The work represents the traditional beliefs and stories of Marrngamarrnga's husband (Dick Nadjalorro). These mythological figures are often depicted with a fish tail, somewhat like a mermaid, and live in freshwater streams and rock pools at Kubumi.
Yawk Yawk Spirits is constructed, dyed and worked with materials and dyes from Anniebell Marrngamarrnga 's local environment. A bamboo frame supports the pattern of dyed and finely woven pandanus leaves that are worked in segments. The technique Marrngamarrnga has used to work the dyed pandanus fibres is similar to that used in traditional needle lace, except it is worked in circles instead of a grid of rows, more common in needle lace.

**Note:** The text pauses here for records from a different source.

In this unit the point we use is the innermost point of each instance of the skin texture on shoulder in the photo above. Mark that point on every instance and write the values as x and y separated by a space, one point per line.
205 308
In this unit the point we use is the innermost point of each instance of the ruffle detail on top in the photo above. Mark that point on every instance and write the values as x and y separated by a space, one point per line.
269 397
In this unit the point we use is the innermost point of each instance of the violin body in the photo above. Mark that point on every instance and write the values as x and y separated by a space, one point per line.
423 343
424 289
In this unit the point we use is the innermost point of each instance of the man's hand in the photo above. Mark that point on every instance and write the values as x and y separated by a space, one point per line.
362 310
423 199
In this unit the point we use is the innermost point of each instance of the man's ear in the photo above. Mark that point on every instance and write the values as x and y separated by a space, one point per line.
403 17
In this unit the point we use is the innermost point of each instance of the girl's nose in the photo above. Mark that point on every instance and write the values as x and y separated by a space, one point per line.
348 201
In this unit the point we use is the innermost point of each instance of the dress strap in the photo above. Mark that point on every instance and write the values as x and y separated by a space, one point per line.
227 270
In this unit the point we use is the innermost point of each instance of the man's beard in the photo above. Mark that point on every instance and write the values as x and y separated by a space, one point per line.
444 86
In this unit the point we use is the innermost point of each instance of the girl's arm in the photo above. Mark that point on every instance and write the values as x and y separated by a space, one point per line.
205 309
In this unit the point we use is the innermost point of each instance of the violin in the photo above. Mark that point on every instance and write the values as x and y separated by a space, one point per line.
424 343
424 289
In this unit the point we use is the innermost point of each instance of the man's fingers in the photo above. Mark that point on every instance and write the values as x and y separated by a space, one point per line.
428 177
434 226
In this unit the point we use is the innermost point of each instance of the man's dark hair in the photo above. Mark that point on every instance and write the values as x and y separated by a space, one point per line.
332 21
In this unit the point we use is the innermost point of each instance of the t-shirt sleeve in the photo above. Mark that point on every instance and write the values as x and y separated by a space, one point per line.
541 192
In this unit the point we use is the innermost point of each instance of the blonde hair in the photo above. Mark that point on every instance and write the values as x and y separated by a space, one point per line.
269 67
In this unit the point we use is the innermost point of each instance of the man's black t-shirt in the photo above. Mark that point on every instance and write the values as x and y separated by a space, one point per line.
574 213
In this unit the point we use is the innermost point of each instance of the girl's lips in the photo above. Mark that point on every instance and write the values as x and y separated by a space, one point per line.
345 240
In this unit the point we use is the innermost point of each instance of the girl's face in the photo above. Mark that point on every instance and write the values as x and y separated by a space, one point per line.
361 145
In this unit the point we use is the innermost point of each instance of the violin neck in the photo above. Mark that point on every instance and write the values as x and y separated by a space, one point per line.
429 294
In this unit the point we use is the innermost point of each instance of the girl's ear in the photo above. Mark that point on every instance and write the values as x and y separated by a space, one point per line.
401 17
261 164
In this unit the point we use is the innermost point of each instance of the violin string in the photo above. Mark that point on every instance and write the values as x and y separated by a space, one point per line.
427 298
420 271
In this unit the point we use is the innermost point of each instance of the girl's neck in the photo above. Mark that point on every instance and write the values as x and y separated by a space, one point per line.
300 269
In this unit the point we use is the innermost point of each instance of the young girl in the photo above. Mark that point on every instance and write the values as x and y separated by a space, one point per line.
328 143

Yawk Yawk Spirits was a finalist in the Powerhouse Museum International Lace Award 2010 which featured work from 20 countries. This is a significant example of fine workmanship and innovative design, woven from the fibre of the land, which reflects the unadulterated cultural traditions of Central Arnhem Land.
Lindie Ward, Curator Design & Society, May 2012
Pandanus leaves are collected from the bush with a long hooked stick. The centre serrated edge is peeled off and the leaves are split in two then dyed with brews of local roots and plants. The frame is prepared in bamboo. The dry leaves are then stitched onto the bamboo frame with a needle from the outside of the shapes into the centres which gives an attractive corkscrew shading to the stitching. This work will take many hours.
Maningrida was set up as a ration and trading post in the late 1950s and is now a successful arts centre situated close to the Maningrida airport. There are 34 outstations in an area of 10,000 square kilometres around Maningrida which supports a population of 2600 people. The cultural diversity of this region is evident in a wide variety of dance, design and music.
Maningrida Arts and Culture, established in 1973, shows and sells the work of artists from this area. It is owned by the Bawaninga Aboriginal Corporation which assists more than 250 artists to stay in their homelands by selling their work through the corporation.